Wenn Oli sich heute einige Stammgäste auf dem Platz anschaut, erinnert er sich daran, wie sie noch als Kinder am Strand herumgerannt sind – andere kamen als junge Wilde und reisen heute mit Familie an. „Wie doch mit rumsurfen die Zeit vergeht.“ Während der Altersdurchschnitt früher eher bei 25 bis 30 lag, so ist er heute bei 35 bis 40. Die Leidenschaft für den Wassersport aber nach wie vor zu spüren. „Unser Publikum ist aktiv, sportlich und individuell“, freut sich Oli. Wenn der Wind aus Südwest bläst, ist er optimal zum Surfen und auch Kiten. „Kiten ist super bereichernd für den Wassersport.“ Dreht der Wind auf Nord, können die Wassersportler auf den Bodden ausweichen. Obwohl der eine Tiefe von 2,50 Metern aufweist, ist der gesamte Randbereich Stehrevier. „Das ist super zum Üben.“

Sorgloses Surfen

Beim Blick auf die Surfer und Kiter, wie sie ihre Tricks üben, muss Oli anerkennen: „Das Niveau ist angestiegen, da können wir nicht mehr mithalten“. Wenn er früher noch auf Wind gehofft hat, so sind ihm jetzt die Tage mit Flaute am liebsten. Dann schnappt er sich sein SUP und geht raus auf die Ostsee – die Atmosphäre des Nationalparks genießen. Das klare Wasser, in dem man so schön entspannt baden gehen kann. „Ohne Angst in einen stacheligen Fisch zu treten“, sagt er grinsend. Es gibt keine Steine, über die er ins Wasser kraxeln muss – sandiger Untergrund begleitet ihn ins Wasser. „Es ist eine wunderschöne Region, in der man sorglos surfen kann“, schwärmt der gebürtige Berliner, der am Müggelsee aufgewachsen ist. Doch im Winter tauscht der Surfer die Ostsee dann doch gegen den Atlantik – sinkt die Wassertemperatur unter 15 Grad Celsius fühlt er sich im Wasser nicht mehr so wohl. Noch zu DDR-Zeiten war die Ostsee der Mittelpunkt für die kleine Surfclique. Aus Magazinen lernten sie Tricks und Manöver. Mast und Finnen bauten sie selbst und übten einen Sport aus, der der Obrigkeit eher weniger gefiel. Deshalb fühlten sie sich ein bisschen wie Rebellen und hatten viel Spaß. „Wir waren alle zwischen 18 und 22 Jahre alt.“ Der Greifswälder Bodden war ihr Heimrevier. Und nach der Wende blieb Oliver Kuschke seiner Surfheimat und der Umgebung treu. „Einer muss ja das Licht ausmachen“, sagt er grinsend und fügt hinzu: „Ich habe es immer genossen, hier zu sein. Man muss mit wenig zufrieden sein, dann ist man zufrieden.“

Farbenreiche Sonnenuntergänge

Surferfeeling, gemischt mit einem Hauch von Nostalgie und eingebettet in pure Natur: Das schätzt auch der Regisseur und Kiter Jarek Raczek und hat einen Imagefilm über die Drei vom Surfcenter gedreht:

Surfcenter Wustrow - Der Film © 2017 from JRF on Vimeo.

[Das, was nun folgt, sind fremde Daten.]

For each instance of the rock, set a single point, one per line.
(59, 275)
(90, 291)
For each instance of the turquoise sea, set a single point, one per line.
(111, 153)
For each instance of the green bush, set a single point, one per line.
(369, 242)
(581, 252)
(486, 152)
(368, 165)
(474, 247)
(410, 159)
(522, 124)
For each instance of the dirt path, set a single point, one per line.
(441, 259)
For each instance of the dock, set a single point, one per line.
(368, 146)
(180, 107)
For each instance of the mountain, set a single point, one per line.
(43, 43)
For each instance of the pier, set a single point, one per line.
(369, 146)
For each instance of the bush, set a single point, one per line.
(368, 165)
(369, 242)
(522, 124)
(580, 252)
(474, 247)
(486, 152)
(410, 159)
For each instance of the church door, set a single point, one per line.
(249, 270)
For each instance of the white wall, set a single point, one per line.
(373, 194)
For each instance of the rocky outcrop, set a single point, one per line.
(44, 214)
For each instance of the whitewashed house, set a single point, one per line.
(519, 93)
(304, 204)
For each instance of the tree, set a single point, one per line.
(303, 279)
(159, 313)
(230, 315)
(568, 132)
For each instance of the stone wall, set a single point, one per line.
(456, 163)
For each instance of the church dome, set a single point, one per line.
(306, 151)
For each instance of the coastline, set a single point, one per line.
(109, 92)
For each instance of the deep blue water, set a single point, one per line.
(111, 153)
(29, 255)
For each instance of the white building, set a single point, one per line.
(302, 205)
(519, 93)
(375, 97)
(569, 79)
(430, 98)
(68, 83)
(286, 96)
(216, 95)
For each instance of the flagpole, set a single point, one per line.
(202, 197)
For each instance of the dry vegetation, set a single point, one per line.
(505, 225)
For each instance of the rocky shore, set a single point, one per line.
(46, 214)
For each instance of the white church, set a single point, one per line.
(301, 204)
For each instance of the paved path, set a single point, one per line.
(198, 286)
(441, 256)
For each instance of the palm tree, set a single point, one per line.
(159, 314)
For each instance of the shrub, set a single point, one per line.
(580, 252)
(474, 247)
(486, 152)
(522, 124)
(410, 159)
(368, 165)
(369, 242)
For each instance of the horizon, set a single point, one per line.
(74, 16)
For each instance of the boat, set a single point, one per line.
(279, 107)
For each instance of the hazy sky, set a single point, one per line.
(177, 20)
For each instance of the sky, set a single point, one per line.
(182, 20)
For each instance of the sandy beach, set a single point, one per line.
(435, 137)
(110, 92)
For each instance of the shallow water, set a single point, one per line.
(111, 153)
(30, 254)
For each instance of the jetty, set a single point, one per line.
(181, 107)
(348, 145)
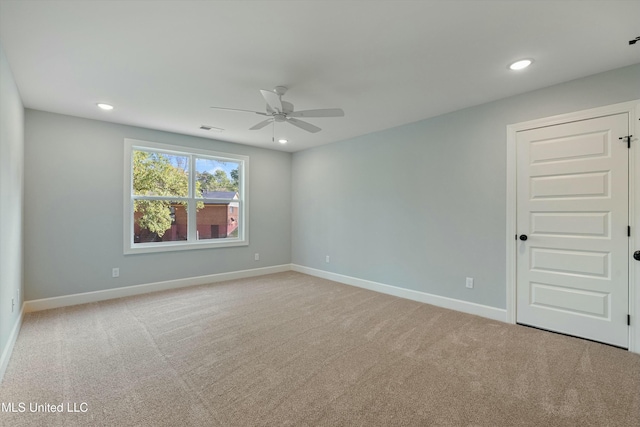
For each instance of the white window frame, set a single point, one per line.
(131, 145)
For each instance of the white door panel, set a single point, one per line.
(572, 203)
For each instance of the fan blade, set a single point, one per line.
(261, 124)
(303, 125)
(236, 109)
(325, 112)
(273, 100)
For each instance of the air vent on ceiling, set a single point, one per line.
(206, 127)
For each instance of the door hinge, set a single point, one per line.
(628, 138)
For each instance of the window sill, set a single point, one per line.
(145, 248)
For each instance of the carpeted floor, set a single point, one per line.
(291, 349)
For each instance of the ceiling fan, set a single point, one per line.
(282, 111)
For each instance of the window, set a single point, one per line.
(180, 198)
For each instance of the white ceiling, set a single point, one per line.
(386, 63)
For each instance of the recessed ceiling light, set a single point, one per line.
(520, 65)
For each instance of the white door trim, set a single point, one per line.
(633, 108)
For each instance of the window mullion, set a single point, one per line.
(191, 205)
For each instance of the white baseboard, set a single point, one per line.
(13, 336)
(87, 297)
(450, 303)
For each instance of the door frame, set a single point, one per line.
(631, 107)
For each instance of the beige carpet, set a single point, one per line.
(291, 349)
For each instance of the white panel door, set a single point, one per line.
(572, 206)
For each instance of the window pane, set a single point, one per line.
(217, 220)
(159, 221)
(160, 174)
(214, 177)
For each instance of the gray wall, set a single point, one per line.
(423, 206)
(11, 201)
(74, 171)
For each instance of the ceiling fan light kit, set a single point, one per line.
(281, 111)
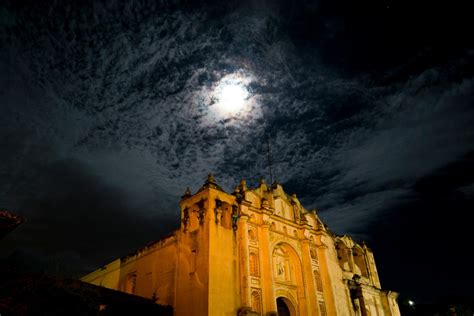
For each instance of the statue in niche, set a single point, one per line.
(201, 211)
(235, 216)
(280, 267)
(218, 211)
(185, 217)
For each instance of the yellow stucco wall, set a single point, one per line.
(216, 265)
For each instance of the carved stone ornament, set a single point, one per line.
(201, 212)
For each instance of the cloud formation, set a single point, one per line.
(108, 115)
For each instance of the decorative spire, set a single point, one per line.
(186, 194)
(211, 183)
(243, 185)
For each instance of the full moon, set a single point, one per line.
(231, 96)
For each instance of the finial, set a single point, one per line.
(187, 193)
(210, 183)
(210, 178)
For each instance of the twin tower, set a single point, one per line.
(253, 252)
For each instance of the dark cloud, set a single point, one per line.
(108, 114)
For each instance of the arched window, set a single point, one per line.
(359, 260)
(317, 279)
(253, 258)
(256, 302)
(322, 308)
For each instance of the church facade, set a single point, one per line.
(253, 252)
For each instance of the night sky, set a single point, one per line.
(108, 111)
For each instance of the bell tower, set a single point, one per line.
(207, 273)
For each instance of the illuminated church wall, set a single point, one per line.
(253, 252)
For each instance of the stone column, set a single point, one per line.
(268, 288)
(244, 260)
(310, 288)
(324, 264)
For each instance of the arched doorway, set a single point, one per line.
(288, 280)
(284, 307)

Auch wenn der Spaß bei Sonne sich bis in die lauen Abendstunden zieht und dann am Strand ein wunderschöner Sonnenuntergang die Herzen höher schlagen lässt, sind die Camper und Surfer auch bei regnerischem Wetter nicht vom Wasser zu bekommen. So reisten sie trotz Regens am Sonnabend vor Pfingsten mit ihren SUP-Boards an. Denn das Surfcenter hatte zum SUP-Event eingeladen. Einmal über die Düne – ab an Strand – rauf aufs Wasser. 20 Board-Paddler traten gegeneinander an. Sie störte es nicht sowohl von oben als auch von unten nass zu werden. Immerhin kann die Ostsee schon relativ warme 17 bis 18 Grad Celsius vorweisen.